Он взял листок и начал читать: "психические заболевания... врач Моисеев Ю. А. ...вместо лечения... бредовые россказни... будущее... компрометирует..." И подпись, крупная и величественная, как ее владелец: Котомкин И. С., член КПСС, персональный пенсионер республиканского значения.
Юрий Анатольевич почувствовал, как кровь стремительно прилила к его щекам, как будто ее гнали мощным насосом, и его всего обдало жаром. Сердце споткнулось раз-другой и понеслось аллюром. Кроме Елены, сказать было некому. Она не могла сказать. И кому? Этому булькающему величественному кретину? А почему, собственно, не могла? Нет, не могла... Но кто же тогда?
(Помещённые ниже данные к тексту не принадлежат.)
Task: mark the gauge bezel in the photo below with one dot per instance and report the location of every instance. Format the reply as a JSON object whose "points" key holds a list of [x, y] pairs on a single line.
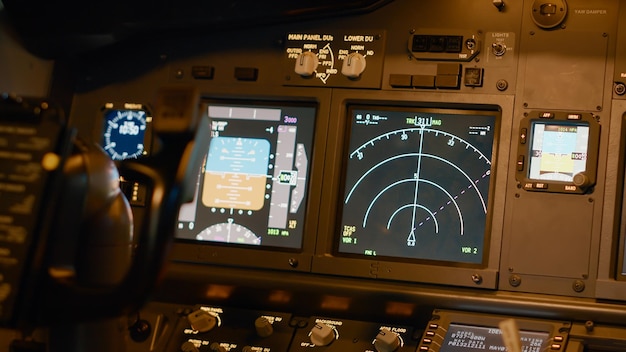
{"points": [[126, 106]]}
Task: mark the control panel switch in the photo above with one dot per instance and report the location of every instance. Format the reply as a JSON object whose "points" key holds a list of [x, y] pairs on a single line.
{"points": [[263, 327], [386, 341], [322, 335], [306, 64], [353, 65], [201, 320]]}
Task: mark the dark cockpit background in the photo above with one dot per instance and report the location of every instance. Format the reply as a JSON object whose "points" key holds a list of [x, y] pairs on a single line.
{"points": [[422, 168]]}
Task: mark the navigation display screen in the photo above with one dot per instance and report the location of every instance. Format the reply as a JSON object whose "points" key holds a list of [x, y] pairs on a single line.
{"points": [[467, 338], [558, 151], [417, 184], [252, 188]]}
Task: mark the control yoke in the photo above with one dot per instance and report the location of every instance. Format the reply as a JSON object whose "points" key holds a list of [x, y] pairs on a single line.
{"points": [[76, 258]]}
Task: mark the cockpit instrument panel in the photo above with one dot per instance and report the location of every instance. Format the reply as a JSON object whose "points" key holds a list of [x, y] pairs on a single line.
{"points": [[452, 331], [417, 184], [252, 189], [558, 152]]}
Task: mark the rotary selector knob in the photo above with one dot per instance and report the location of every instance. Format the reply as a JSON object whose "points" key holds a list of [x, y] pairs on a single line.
{"points": [[353, 65], [263, 327], [322, 335], [306, 64], [386, 341], [201, 320]]}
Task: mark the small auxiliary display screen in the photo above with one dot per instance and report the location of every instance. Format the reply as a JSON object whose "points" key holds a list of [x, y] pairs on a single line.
{"points": [[417, 184], [252, 188], [468, 338], [558, 150]]}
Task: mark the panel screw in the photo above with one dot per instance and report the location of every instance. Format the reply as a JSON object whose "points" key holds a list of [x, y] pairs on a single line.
{"points": [[502, 85]]}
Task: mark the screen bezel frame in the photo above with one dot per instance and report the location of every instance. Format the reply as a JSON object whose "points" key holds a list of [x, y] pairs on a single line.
{"points": [[326, 262], [298, 259], [424, 108], [525, 150]]}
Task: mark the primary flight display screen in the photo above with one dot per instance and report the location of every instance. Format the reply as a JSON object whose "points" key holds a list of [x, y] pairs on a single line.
{"points": [[417, 183], [252, 188]]}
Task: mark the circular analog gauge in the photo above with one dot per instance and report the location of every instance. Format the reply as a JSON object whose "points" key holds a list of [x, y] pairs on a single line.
{"points": [[126, 133]]}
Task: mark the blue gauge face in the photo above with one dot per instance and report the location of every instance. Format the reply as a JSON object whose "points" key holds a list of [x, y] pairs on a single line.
{"points": [[125, 133]]}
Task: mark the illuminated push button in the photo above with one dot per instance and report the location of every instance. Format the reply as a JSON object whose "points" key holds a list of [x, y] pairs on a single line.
{"points": [[263, 327], [306, 64], [353, 65], [201, 320], [189, 347], [386, 341], [322, 335], [520, 163], [216, 347]]}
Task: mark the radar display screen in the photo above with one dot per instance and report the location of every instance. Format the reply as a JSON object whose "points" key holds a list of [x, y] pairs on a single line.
{"points": [[558, 151], [252, 188], [467, 338], [417, 183]]}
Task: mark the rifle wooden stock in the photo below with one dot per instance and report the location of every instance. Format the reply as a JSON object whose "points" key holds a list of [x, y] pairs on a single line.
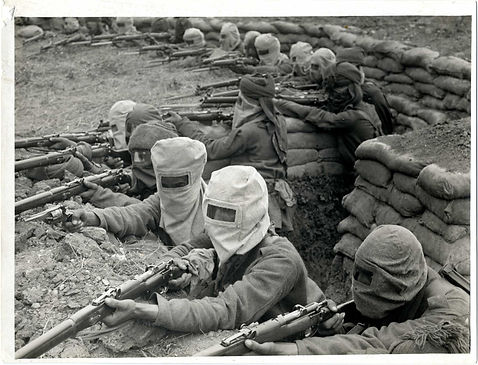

Анна Серафимовна? Смешно. Ефим Львович? Они с Котомкиным давно уже не разговаривают. А, Константин Михайлович, ну, конечно же... Ему почему-то очень хотелось верить, что именно Константин Михайлович рассказал Котомкину о путешествиях Владимира Григорьевича. Он даже попытался представить себе сцену: Константин Михайлович теребит, как обычно, пуговицы на своей рубашке и говорит Котомкину: "А Владимир Григорьевич-то... то-го..." - "Что того?" - "Ездил в будущее..." Нет, не получалась эта сцена. Не настолько глуп булькающий Иван Степанович, чтобы написать заявление на основании слов бедного Константина Михайловича. Нет. Дас ист невозможно.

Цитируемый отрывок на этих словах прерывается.